Huddersfield is a town with a 4,000 year history and probably as many streets.

We can all have a good guess where Wakefield Road, Valley Court and Victoria Avenue got their names - but what of the more bizarre ones, like Twinge Lane in Halifax, Paris in Scholes and Doubting Lane in Dewsbury?

Historian George Redmonds says in the past, street and place names could be descriptive, such as Mucky Lane and Old Earth in Elland.

Or they were borrowed from prominent cities like Leeds, York and London, as the Ramsden family, who owned the manor of Huddersfield, did in the 1800s. Threadneedle Street in the town centre was taken from the street in London which houses the Bank of England.

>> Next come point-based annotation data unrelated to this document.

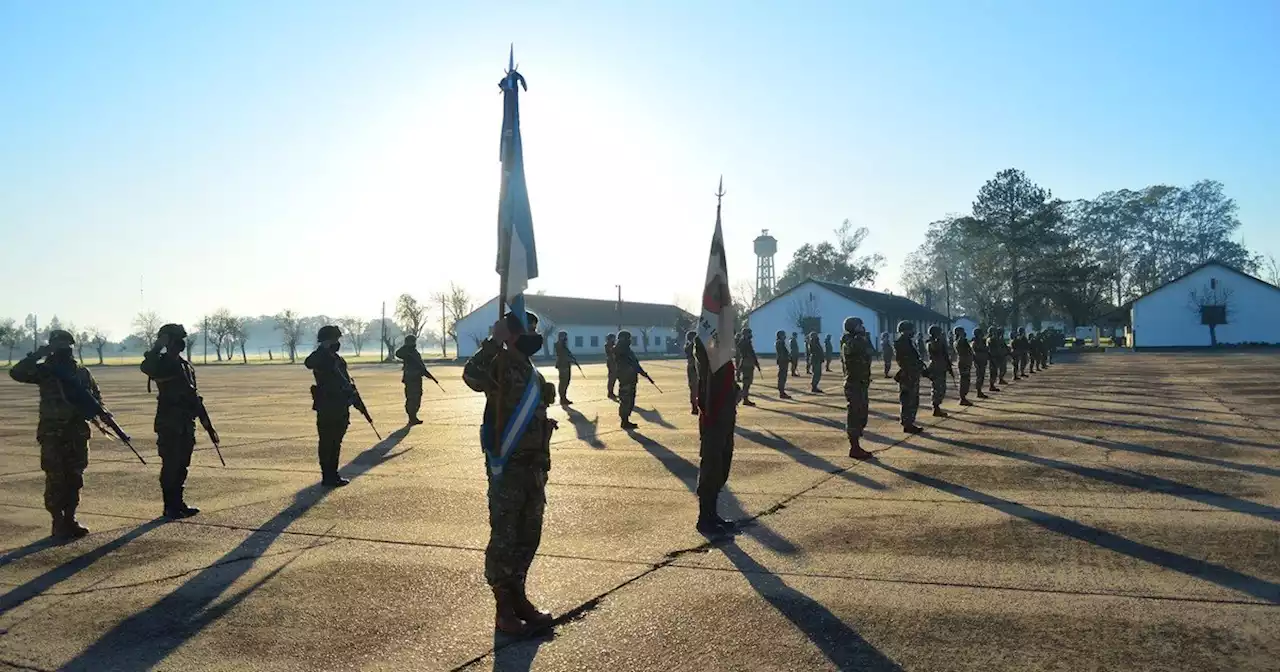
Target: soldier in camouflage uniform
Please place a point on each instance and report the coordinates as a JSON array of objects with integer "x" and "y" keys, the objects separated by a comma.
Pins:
[
  {"x": 940, "y": 365},
  {"x": 412, "y": 375},
  {"x": 795, "y": 353},
  {"x": 330, "y": 398},
  {"x": 780, "y": 348},
  {"x": 691, "y": 370},
  {"x": 887, "y": 352},
  {"x": 629, "y": 378},
  {"x": 177, "y": 407},
  {"x": 981, "y": 359},
  {"x": 503, "y": 370},
  {"x": 910, "y": 368},
  {"x": 964, "y": 364},
  {"x": 817, "y": 357},
  {"x": 565, "y": 361},
  {"x": 63, "y": 430},
  {"x": 611, "y": 343},
  {"x": 855, "y": 353}
]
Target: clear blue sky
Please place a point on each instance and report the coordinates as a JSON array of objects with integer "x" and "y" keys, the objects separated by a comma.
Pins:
[{"x": 325, "y": 156}]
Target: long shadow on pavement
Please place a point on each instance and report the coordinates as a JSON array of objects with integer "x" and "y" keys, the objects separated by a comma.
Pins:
[
  {"x": 688, "y": 474},
  {"x": 145, "y": 639},
  {"x": 805, "y": 457},
  {"x": 841, "y": 644},
  {"x": 1193, "y": 567},
  {"x": 36, "y": 586}
]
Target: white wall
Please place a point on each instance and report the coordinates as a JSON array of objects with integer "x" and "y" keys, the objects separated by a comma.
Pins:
[
  {"x": 1168, "y": 318},
  {"x": 476, "y": 325}
]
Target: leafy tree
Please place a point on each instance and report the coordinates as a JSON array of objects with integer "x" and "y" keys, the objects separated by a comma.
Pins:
[{"x": 836, "y": 263}]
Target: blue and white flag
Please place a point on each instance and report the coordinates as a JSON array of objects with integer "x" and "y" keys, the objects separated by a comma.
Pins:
[{"x": 517, "y": 255}]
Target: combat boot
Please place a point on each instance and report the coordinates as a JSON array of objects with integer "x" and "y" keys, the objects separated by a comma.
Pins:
[
  {"x": 528, "y": 612},
  {"x": 504, "y": 618},
  {"x": 855, "y": 449}
]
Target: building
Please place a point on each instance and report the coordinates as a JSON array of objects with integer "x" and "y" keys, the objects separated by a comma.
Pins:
[
  {"x": 1211, "y": 305},
  {"x": 821, "y": 306},
  {"x": 586, "y": 320}
]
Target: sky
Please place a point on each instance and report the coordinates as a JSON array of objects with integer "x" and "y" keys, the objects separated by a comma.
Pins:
[{"x": 328, "y": 156}]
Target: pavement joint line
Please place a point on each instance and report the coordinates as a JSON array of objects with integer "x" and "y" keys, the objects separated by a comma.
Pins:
[{"x": 984, "y": 586}]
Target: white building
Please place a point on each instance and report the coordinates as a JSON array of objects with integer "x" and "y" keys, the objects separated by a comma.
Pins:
[
  {"x": 586, "y": 320},
  {"x": 822, "y": 307},
  {"x": 1178, "y": 312}
]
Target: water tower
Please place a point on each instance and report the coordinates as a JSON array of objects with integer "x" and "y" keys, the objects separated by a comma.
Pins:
[{"x": 766, "y": 246}]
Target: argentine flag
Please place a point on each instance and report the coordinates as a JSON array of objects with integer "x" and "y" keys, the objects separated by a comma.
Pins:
[{"x": 517, "y": 255}]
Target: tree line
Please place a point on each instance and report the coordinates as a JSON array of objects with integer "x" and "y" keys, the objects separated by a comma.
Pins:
[
  {"x": 1022, "y": 255},
  {"x": 228, "y": 336}
]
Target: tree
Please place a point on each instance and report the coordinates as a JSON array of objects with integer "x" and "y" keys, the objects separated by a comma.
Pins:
[
  {"x": 356, "y": 332},
  {"x": 411, "y": 315},
  {"x": 456, "y": 305},
  {"x": 1214, "y": 305},
  {"x": 145, "y": 327},
  {"x": 289, "y": 325},
  {"x": 832, "y": 263},
  {"x": 99, "y": 339}
]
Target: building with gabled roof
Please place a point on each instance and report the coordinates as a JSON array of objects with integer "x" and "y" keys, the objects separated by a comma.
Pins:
[{"x": 586, "y": 320}]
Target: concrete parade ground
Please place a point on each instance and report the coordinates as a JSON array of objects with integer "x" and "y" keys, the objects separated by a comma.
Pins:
[{"x": 1120, "y": 511}]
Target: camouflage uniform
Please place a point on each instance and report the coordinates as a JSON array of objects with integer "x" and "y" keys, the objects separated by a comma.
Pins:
[
  {"x": 177, "y": 407},
  {"x": 817, "y": 359},
  {"x": 63, "y": 434},
  {"x": 332, "y": 397},
  {"x": 780, "y": 348},
  {"x": 750, "y": 362},
  {"x": 415, "y": 370},
  {"x": 565, "y": 366},
  {"x": 910, "y": 366},
  {"x": 964, "y": 362},
  {"x": 517, "y": 489},
  {"x": 629, "y": 376},
  {"x": 611, "y": 361}
]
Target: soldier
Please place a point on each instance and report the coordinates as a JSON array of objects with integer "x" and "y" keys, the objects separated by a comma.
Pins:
[
  {"x": 886, "y": 352},
  {"x": 691, "y": 370},
  {"x": 63, "y": 430},
  {"x": 611, "y": 343},
  {"x": 910, "y": 368},
  {"x": 750, "y": 362},
  {"x": 940, "y": 365},
  {"x": 629, "y": 376},
  {"x": 717, "y": 401},
  {"x": 795, "y": 353},
  {"x": 780, "y": 348},
  {"x": 813, "y": 347},
  {"x": 330, "y": 398},
  {"x": 516, "y": 442},
  {"x": 565, "y": 361},
  {"x": 855, "y": 352},
  {"x": 414, "y": 373},
  {"x": 981, "y": 359},
  {"x": 177, "y": 407},
  {"x": 964, "y": 362}
]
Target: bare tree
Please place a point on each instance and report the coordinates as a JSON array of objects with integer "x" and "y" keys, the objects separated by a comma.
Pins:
[
  {"x": 97, "y": 338},
  {"x": 356, "y": 332},
  {"x": 456, "y": 304},
  {"x": 1214, "y": 305},
  {"x": 289, "y": 325},
  {"x": 411, "y": 315},
  {"x": 145, "y": 325}
]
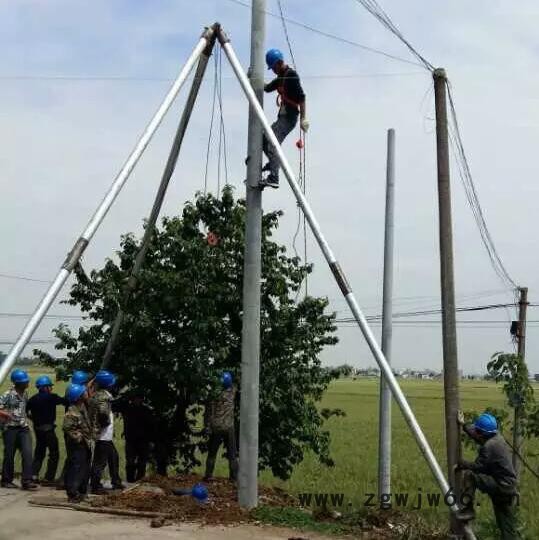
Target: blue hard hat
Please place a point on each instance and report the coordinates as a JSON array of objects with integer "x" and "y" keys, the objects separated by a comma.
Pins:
[
  {"x": 486, "y": 423},
  {"x": 273, "y": 56},
  {"x": 105, "y": 379},
  {"x": 74, "y": 392},
  {"x": 18, "y": 376},
  {"x": 199, "y": 492},
  {"x": 226, "y": 379},
  {"x": 44, "y": 380},
  {"x": 80, "y": 377}
]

He said: "It was done as you might name a child - you sat down and said, 'What shall we call it?'

Mr Redmonds believes Solid in Lockwood came from saliht, an Old English word meaning 'growing with willows', but he said: "There are no early spellings so we can't be sure."

And although it's a bizarre name, he says the origins of Long Tongue Scrog Lane are quite unremarkable.

He said: "Scrog is a dialect word meaning scrubby - the lane is Scrog Lane, but it runs along a narrow field which looks like a long tongue!"

Mr Redmonds has written a book about where Huddersfield place names come from - and he can explain how Scapegoat Hill got its name.

He said: " It used to be Slipcote Hill. It was an area of pasture in a manor until it was opened up to settlement in the late 1700s.

"It's likely the people who went to live there felt they had been sent into the wilderness, like the Old Testament scapegoat - so we can speculate that's where the name came from!"